If the Tory advantage is solid – 30-50 places, then Britain will leave the EU on January 31, 2020, and, of course, London will threaten Brussels with another no deal Brexit, trying to force the EU to make concessions.
If after the elections a “suspended parliament” is formed, the Conservative Party will not join the coalition or enter into a confidence-and-supply agreement, since Farage’s party will not have a significant representation in the parliament, and DUP will not support the Johnson deal. Accordingly, even if Johnson remains at the head of the minority government, he will have to go for a second referendum, giving the country a choice: his deal or Britain’s EU membership.

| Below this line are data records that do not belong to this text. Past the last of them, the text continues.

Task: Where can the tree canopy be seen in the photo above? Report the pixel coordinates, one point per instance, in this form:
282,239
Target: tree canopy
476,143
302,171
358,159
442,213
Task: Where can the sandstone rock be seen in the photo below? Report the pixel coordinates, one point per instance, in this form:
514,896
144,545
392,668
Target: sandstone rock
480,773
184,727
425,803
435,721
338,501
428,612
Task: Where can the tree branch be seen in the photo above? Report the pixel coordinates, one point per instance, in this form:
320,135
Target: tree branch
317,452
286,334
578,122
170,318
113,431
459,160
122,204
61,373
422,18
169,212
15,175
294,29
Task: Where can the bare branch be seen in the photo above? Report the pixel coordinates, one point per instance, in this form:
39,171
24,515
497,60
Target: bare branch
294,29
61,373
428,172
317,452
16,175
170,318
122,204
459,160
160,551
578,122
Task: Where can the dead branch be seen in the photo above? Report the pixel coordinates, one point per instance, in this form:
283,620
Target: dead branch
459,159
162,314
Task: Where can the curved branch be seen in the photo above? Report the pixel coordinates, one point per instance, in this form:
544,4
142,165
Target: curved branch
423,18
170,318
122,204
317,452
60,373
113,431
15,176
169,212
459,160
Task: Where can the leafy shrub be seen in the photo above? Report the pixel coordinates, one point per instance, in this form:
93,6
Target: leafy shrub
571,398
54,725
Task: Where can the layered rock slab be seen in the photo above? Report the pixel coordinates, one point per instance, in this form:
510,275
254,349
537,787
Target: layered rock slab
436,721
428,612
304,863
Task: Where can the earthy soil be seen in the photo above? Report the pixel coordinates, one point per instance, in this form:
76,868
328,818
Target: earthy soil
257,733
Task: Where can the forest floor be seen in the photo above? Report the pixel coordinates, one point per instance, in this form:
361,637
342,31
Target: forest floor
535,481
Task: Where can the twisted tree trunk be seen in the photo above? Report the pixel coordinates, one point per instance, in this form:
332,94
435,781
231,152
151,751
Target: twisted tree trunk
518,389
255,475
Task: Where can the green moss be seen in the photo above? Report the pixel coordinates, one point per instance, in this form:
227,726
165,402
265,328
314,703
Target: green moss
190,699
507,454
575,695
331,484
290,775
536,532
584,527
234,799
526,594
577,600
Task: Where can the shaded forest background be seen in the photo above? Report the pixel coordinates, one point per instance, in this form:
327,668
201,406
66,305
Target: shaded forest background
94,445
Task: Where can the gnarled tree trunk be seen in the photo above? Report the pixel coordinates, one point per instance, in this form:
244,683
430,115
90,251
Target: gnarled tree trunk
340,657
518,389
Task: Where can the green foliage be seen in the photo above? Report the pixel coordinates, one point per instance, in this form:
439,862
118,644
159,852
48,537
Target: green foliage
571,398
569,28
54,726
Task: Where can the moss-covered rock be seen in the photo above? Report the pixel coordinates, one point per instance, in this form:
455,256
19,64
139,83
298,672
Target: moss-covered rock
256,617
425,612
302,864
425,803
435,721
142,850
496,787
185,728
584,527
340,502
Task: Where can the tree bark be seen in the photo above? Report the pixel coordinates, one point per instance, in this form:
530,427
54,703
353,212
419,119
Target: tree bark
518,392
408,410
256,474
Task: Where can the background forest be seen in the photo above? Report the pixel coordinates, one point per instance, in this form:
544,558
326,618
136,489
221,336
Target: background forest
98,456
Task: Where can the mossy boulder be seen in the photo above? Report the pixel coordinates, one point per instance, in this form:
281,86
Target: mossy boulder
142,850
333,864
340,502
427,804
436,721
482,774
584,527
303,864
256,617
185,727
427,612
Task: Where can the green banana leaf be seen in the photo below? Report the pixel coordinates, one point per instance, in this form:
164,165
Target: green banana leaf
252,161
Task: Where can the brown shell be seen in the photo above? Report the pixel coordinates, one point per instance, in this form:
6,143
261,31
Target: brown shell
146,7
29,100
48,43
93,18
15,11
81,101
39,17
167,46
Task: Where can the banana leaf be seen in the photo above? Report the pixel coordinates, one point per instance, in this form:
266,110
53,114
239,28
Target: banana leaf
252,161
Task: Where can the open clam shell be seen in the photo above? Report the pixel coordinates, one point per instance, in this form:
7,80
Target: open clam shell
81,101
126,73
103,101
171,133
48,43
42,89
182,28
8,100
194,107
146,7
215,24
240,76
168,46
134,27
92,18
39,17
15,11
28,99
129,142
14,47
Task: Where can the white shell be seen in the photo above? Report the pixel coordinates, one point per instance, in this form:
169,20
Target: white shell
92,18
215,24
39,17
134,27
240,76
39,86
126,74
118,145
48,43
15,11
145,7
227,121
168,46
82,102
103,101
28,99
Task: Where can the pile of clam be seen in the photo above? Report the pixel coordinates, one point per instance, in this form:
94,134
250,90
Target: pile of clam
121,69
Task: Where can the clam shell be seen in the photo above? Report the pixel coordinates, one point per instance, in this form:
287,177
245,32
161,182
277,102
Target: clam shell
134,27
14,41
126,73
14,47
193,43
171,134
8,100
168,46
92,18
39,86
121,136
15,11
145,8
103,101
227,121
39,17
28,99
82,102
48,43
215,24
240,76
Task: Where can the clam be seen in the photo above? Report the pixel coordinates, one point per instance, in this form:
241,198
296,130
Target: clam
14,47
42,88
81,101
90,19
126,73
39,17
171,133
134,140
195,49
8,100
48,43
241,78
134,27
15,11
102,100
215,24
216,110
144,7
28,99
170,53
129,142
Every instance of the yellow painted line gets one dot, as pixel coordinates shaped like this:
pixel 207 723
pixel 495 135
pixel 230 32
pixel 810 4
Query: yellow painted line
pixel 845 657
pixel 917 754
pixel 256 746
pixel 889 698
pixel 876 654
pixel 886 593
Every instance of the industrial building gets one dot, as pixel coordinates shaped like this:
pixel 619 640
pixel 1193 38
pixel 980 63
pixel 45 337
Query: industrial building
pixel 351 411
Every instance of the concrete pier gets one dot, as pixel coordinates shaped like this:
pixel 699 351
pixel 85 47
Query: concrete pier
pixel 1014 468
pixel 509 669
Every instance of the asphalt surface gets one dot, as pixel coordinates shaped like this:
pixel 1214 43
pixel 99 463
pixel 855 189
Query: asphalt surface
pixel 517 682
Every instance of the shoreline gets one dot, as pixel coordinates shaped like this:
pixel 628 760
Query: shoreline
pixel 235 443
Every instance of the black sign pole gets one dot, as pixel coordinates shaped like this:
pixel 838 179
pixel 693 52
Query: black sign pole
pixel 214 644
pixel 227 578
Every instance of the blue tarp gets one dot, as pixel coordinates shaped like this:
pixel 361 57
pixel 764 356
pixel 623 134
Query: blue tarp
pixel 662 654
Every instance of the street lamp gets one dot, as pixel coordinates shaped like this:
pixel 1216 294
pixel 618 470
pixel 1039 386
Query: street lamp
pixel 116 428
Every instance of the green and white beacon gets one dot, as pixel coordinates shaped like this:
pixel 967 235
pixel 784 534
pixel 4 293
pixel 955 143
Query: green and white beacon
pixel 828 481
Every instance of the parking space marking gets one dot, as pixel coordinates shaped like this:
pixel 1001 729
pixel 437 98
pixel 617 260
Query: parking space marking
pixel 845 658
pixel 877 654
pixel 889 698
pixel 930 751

Under the “suspended parliament”, the Scottish National Party (SNP) has ruled out a formal coalition with the Labour Party, but it may support the minority Labour Government if it receives consent for a second referendum on Scottish independence. The Labour Party does not intend to conclude coalition agreements with other parties. So, again negotiations with the EU, a second referendum, and a second referendum on the independence of Scotland.The British, according to Ivan Rogers, former permanent representative of the United Kingdom to the European Union, will feel the burden of “Brexiternity”, which will turn into a “Groundhog Day.” Will the Brexit then turn against the Brexiteers themselves?